If you didn’t already know, I am indeed southern. There are several things southerners take pride in. Good food, family, traditions, country music, pickup trucks etc. Of all of these things, the one thing southerners take the most pride in is the SEC (Southeastern Conference, for those who don’t know.) Every Saturday you can see the banners, shirts and other paraphernalia announcing to the rest of the world whose team is whose. Some love LSU, some are Bama fans, others like Georgia and of course the Volunteers.
If you ever meet a southerner and you actually have a preference in the SEC, it would be best to avoid that subject like the Black Plague. It’s like discussing politics at the dinner table. Why? Because that person will most likely hold you to your opinion for the rest of your miserable life, especially if it is ‘their rival.’ I have seen multiple fights break out just because of two people loving rival teams. Face it, southerners take football very seriously.

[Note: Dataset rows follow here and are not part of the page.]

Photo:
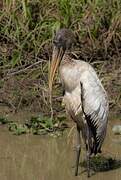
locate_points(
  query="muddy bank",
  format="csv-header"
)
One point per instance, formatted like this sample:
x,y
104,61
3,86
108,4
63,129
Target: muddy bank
x,y
47,158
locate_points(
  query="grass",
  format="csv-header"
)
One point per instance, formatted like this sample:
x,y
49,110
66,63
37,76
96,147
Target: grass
x,y
101,163
26,31
37,125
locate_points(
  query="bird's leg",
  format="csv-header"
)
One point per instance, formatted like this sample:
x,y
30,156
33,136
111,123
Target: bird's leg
x,y
88,139
78,149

Any time college football is on, every southern man shifts his complete focus on the screen without a single notion of what is going on in the world. You could smack him in the face with a bucket of fried chicken and he wouldn’t even flinch. For some reason, unknown by females, they manage to sit, scream, cry and shout their way through four quarters and even waste more time watching the highlights of the game they just finished watching. He didn’t have the same reaction when he was watching The Notebook, I’ll tell you that much.
To be honest, I don’t believe I know a girl who actually loves watching football as much as men do. For the most part, girls pretend to like teams in order to win the favor of the southern gentleman they have feelings for. (You see, if you pretend to like the same team he does, he will hopefully notice you…maybe…not really…well, it was good in theory, I suppose.) In all reality, women mostly see football as a bunch of smelly men running around like idiots trying to catch a small, strangely shaped piece of leather. (The uniforms are pretty nice though if you catch my drift.) Do most girls know football terminology? Uh, no. All we know is that when the man we love is crying and shaking his fist at the TV, something is going horribly wrong. Better get out the Kleenex box. It’s gonna be a long night.
So that is basically what goes on every Saturday in the south. The boys of fall suit up and head to the field where thousands of screaming southerners await the kickoff. It’s a tradition I am sure that will carry on for many generations to come. And to be honest, it’s really not that bad.